Considering the Ethics of Extending the Healthy Human Life Span
To suffer or become incapacitated is to diminish the utility of being alive. The way to minimize this loss is to work towards removing the causes of suffering and incapacitation. The greatest such causes are medical, and of those, aging is by far the largest. Similarly, to die is to suffer the loss of all that one might have been and done after that time. It is a tragedy that any individual ceases to exist. The way to minimize this loss is to work to remove the causes of death. The greatest such causes are medical, and of those, aging is by far the largest. Ethically, the case for working to extend healthy human life spans by treating aging as a medical condition is very straightforward. Objections are trivial in the face of more than one hundred thousand deaths every day, tens of millions every year, and the ongoing suffering of hundreds of millions more.
Will life-extension treatments be prohibitively expensive? The diabetes drug metformin is a classic candidate for a possible anti-aging pill. And the cost of this possible wonder drug? Retail costs for 60 tablets of 500mg of metformin (a 1-2 month supply) range from $9 to $16, even without insurance. Other potential life-extension molecules are similarly cheap. Glucosamine costs as little as ten cents a pill, has been the subject of several recent studies showing it decreases all-cause mortality by as much as 39%, and may be as effective for longevity as exercise.
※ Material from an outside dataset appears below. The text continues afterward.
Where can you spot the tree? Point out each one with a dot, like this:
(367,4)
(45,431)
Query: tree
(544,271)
What about newer anti-aging medicines? Is there evidence that newly discovered and developed drugs would be similarly inexpensive? It's likely. Take vaccines. Vaccines are a good parallel to anti-aging medicines because they are developed to treat a deadly, widespread disease that impacts large swaths of the human population and they thus have a huge demand and a requirement to distribute to the most people possible. Developing a vaccine can cost as much as $2.8-$3.7 billion and yet many vaccines, including those for the most widespread diseases, are offered free-of-cost or at very low prices. For example, the flu vaccine is often free and almost always fully-covered by insurance. Other vaccines can be had, even without insurance, for as low as $6.
If, despite the above, life-extension treatments are expensive, if they are gene therapies for example, will they remain so? In the last 17 years, the cost to have your whole genome sequenced has gone from roughly $1 billion in 2003, to as low as $299 today. And most technological innovation follows this same pattern. First an experimental, expensive innovation is developed. Wealthy early-adopters buy it (think investment bankers and car phones back in the 80s), and their purchases fund the research and development needed to improve the innovation, better distribute it, and make it less expensive. Soon, every person who wants one can afford it, and at a much higher level of quality than the original that was available only to the rich.
High initial prices of a new product are thus almost an extended form of R&D funding (and clinical testing with data provided by early adopters). The rich are essentially paying the money necessary to further develop the product and get it to the masses. What the rich pay for with money, the poor pay for with time. It's the reason the smartphone in your pocket only costs a couple hundred dollars, and you don't need to lug a car around to use it. It's also the reason your Apple Watch isn't the size of a room, and yet can do way more health monitoring than the early electrocardiogram machines could (and at a significantly lower price).
Intuitively, anti-aging medicine should even help lower the total cost of medical care for people, as individuals will have to spend less on treating the very expensive chronic diseases of old-age like Alzheimer's or cancer. These health-cost savings from longevity medicine are often referred to as the "Longevity Dividend." Contrary to popular belief, the real money in almost any market is not in selling boutique treatments to a few billionaires, but selling commercialized interventions to the millions (and, globally, billions) in the middle and lower classes.